New Delhi: A slight fallback in the Chinese art market has given Indian art the chance to grab a larger price share, says Christie's top officials visiting India. The British auction house is also promoting contemporary Indian artists.
"Chinese collectors have slowed down buying back Chinese works at our auctions in Hong Kong after a decade of intensive reverse buying to bring home antiquities and historical art that had gone out of the country.
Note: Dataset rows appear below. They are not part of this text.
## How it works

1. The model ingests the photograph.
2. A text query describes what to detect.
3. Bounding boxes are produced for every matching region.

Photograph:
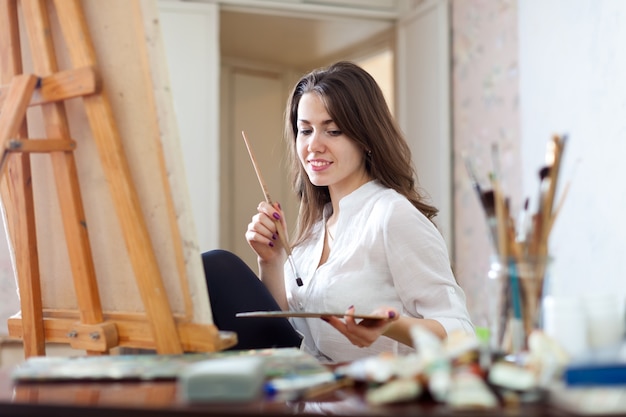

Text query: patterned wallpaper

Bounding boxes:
[451,0,523,325]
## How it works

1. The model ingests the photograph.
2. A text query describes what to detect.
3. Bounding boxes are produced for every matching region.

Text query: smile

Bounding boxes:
[309,160,332,167]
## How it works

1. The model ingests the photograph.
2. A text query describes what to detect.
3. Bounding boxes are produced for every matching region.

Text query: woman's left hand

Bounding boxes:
[322,306,400,347]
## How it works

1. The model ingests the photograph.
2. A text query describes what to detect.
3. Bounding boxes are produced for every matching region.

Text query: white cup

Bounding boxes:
[582,294,624,349]
[542,296,589,357]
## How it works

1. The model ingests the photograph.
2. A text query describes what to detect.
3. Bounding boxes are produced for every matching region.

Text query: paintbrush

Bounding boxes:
[241,131,303,287]
[463,155,498,250]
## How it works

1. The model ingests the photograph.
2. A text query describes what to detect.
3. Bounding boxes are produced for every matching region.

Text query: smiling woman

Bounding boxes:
[203,61,473,362]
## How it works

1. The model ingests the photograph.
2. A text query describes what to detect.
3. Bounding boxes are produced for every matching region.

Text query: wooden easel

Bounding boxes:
[0,0,236,357]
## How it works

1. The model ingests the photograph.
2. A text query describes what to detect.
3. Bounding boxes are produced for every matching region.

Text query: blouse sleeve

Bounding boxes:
[383,200,474,334]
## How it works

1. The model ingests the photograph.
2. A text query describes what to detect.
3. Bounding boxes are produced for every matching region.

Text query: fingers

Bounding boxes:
[322,306,400,347]
[245,201,284,259]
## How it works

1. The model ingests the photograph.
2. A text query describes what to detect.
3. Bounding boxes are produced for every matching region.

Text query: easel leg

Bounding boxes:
[0,0,46,352]
[54,0,182,354]
[21,0,103,342]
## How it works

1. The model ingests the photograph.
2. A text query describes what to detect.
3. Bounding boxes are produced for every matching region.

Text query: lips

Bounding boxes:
[309,159,332,172]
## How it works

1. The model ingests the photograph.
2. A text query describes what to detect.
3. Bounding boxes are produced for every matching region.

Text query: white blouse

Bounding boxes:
[285,181,474,362]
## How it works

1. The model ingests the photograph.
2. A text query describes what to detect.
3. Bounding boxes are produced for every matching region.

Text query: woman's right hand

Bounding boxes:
[246,201,287,265]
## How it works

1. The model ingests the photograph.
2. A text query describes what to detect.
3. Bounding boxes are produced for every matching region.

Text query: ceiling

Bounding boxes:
[220,10,393,68]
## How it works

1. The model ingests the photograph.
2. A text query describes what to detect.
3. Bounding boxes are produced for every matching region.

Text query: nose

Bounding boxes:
[307,130,324,152]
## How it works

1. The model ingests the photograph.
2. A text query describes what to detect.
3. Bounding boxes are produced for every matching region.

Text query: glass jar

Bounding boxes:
[487,256,550,355]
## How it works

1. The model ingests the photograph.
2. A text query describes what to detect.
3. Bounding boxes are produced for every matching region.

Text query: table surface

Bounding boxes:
[0,369,596,417]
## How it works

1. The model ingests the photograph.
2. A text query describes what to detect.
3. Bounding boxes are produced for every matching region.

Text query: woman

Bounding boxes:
[202,62,473,362]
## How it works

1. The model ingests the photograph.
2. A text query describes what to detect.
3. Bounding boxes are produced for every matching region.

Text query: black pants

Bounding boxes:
[202,250,301,349]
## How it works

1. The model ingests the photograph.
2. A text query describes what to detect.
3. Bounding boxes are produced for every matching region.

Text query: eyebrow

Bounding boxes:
[298,119,335,126]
This will help India's position to grow steadily in terms of prices and field another new market in the future," Hugo Weihe, international director of Asian Art at Christie's, said.
Weihe is leading a team to India for a preview of the South Asian art set to be auctioned in New York Sept 12.
He said Chinese modernists were prolific in their output and their prices often touched the million dollar mark.
The volume of work by Indian modernists in contrast had shrunk in the last 20 years following the death of top artists such as Tyeb Mehta, M.F. Husain and Jehangir Sabavala, he said.
The few surviving modernists such as S.H. Raza and Ram Kumar were too old to produce new works at regular intervals, he said.
Deepanjana Klein, Christie's head of sales of south Asian modern and contemporary art, said that in India the auction house's focus had been on bringing the best in Indian art.
"Works by modernists are becoming hard to find because collectors do not want to part with them. We hope prices only get stronger," she said.
The auction house is trying to promote a new crop of modernists to tide over the scarcity.
According to Weihe, "All art was contemporary during its time and became 'blue chip' over the years."
"In 20 years, best works of leading contemporary artists such as Subodh Gupta and Zarina Hashmi will be counted among the leading modern art from India," he said.
Christie's is promoting Zarina Hashmi, the New York-based septuagenarian artist with Indian and Pakistani roots.
"We believe in her because she travels across continents beautifully," Klein said.
On the market trends in Asia, Sonal Singh, associate director of Christie's India operations, said China's presence in the speculative art market was being replaced by auction-related activities in Singapore, Malaysia, Indonesia and Vietnam.
"Indonesia is looking at Indian art. New Chinese collectors are also looking at Indian contemporary art since it is priced lower than Chinese art. There is a kind of cross-fertilisation," Singh said.
American buyers are looking at younger Indian artists, she said.
Indian collectors though are still buying art by Indian artists because of the country's artistic heritage, Weihe said.
The team said the art market had recovered from the 2008 financial crisis, but interest in contemporary art was fluctuating though the market was stable and strong for modernists.
"We sold Mark Rothko's 'Orange, Red, Yellow' for $86.9 million in May. There is so much potential in modern art," Weihe said.
The spread of art education, brought on by the internet, has helped too, with art quality scoring over quantity, Klein said.
"Buyers now know what they want. It is best seen in New York," she said.
Quality awareness among buyers has also forced auction houses to double the provenance of collectibles to check entry of fake artwork.
"Very rarely has something of doubtful provenance slipped in. We track auctioned works to 50 years - sometimes to their original source, back to the artist," Klein said.